We believe family is the single most important influential factor on a child as it relates to the development of their sense of identity, culture, and security. Children form memories, traditions, and life-long bonds with their families. Each family has their own special qualities that makes them unique. This is also true of how homeschooling families approach education.
Education is important to all homeschooling families, but how each family homeschools is as unique as the family themselves. Some of our families have opted for the traditional philosophy of education used in brick and mortar schools, while others have exercised their #powerofchoice as a result of differing philosophies on how best to educate their children. At IEM Schools, families have the opportunity to choose one or more varieties of educational philosophies to meet their family’s needs. When you exercise your #powerofchoice and choose your educational philosophy, these are a few you might consider:
Top Six or Mix:
- Waldorf : An arts based, multisensory approach to education. Learning focuses on the individual child’s strengths, interests, developmental level, temperament, and learning style. It’s an integrated model interweaving arts, skills, movement, and academics. Waldorf families typically avoid textbooks and more traditional learning materials.
- Charlotte Mason/ Living Books : A literature-based approach meant to instill a love of learning. The core curriculum consists of well-written, factually sound books. Students are asked to reflect-on, comprehend, and retain information learned through books.
- Montessori: A child-directed model of education. The child determines the amount of learning that takes place in each area. One of the core focuses of this approach is the development of an environment where children can explore and learn within their surroundings.
- Unit Study : Based on in-depth explorations of specific topics and interdisciplinary learning. Unit Studies generally include a variety of activities and a multitude of resources. Within families students’ ages, abilities, learning styles, and developmental levels can be accommodated with individual assignments.
- Project Based: Student-driven approach utilizing complex questions, challenges, and problems to engage students in learning. Students acquire knowledge through inquiry inspired by real-world problems. Investigation of the problem may include research, experimentation, the production of models, and the presentation of findings.
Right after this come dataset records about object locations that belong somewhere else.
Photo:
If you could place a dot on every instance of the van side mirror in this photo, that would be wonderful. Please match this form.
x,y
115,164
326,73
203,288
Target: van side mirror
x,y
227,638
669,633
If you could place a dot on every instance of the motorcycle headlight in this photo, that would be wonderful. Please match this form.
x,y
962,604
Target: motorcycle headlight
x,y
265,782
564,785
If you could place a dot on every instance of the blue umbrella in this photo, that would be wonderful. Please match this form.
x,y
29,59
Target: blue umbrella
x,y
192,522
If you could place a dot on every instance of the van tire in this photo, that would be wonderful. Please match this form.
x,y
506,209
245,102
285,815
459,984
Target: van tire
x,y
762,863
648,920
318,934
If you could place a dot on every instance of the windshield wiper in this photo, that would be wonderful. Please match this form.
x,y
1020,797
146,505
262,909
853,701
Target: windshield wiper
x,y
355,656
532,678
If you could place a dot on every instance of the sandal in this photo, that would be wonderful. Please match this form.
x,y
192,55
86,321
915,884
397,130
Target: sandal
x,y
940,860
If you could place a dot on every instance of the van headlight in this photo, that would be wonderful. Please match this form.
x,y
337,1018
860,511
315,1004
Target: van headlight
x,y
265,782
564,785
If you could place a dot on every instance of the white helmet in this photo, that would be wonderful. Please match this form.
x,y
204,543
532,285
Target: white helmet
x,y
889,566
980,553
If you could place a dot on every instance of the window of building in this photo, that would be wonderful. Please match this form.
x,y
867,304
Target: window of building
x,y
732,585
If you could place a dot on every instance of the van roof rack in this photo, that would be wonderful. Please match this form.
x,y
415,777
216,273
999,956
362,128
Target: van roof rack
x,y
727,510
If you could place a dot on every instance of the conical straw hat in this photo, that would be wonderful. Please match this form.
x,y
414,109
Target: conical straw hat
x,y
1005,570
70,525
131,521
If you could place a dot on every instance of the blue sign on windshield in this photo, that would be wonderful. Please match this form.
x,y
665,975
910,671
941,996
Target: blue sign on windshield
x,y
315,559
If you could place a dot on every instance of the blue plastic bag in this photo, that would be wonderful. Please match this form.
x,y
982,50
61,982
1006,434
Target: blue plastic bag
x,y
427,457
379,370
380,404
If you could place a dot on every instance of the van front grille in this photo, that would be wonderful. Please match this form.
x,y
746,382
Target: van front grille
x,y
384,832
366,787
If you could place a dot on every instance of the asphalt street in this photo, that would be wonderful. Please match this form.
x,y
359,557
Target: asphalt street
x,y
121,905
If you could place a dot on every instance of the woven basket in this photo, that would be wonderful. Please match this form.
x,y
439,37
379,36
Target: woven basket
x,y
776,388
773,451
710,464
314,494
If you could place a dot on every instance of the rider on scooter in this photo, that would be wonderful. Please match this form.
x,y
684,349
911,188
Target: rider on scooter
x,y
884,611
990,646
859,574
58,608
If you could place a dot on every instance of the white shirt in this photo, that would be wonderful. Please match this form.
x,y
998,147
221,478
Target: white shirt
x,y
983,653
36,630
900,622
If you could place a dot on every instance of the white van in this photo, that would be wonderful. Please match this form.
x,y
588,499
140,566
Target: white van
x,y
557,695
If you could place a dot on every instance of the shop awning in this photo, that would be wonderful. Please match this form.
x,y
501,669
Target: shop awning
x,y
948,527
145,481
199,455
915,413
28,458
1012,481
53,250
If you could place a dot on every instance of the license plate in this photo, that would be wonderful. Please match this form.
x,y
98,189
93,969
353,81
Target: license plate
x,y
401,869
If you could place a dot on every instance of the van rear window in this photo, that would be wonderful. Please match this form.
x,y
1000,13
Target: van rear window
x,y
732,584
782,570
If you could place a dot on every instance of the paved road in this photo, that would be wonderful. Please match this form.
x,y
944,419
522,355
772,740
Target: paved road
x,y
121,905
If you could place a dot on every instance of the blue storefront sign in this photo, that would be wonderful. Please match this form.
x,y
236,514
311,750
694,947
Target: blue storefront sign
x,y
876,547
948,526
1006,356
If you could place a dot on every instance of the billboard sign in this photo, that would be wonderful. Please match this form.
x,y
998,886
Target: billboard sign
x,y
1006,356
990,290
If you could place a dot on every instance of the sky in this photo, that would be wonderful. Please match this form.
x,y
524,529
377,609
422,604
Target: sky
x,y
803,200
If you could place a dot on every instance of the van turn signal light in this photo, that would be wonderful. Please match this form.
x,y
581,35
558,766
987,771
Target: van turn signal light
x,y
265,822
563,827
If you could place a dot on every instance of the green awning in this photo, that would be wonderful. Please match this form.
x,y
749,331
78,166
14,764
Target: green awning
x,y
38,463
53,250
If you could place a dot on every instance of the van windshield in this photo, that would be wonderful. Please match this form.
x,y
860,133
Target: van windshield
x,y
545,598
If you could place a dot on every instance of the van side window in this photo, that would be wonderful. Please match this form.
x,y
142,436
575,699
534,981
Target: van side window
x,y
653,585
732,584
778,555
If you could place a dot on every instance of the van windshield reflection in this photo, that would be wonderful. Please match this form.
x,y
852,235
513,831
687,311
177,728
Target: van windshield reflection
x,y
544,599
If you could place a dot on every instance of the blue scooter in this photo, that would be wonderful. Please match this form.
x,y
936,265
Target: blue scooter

- Classical: Based on the Trivium (stages of learning aligned to developmental stages). The goal of this rigorous approach is teaching children how to learn and think for themselves. This model uses original works by great thinkers as well as teaching core subjects, thinking skills, and language skills (generally Latin).
Power of Choice:
IEM families have the #powerofchoice to ensure that they are meeting the needs of their children’s individual learning styles. They can also choose the appropriate educational philosophy to create the most successful learning atmosphere possible. The choices are endless: choices to educate their children how they learn best, choices in what educational model they’ll choose, choices in what their children will study, and choices on how kids will spend their days. Which of the top six will you pick? Or will you mix them? The #powerofchoice is yours.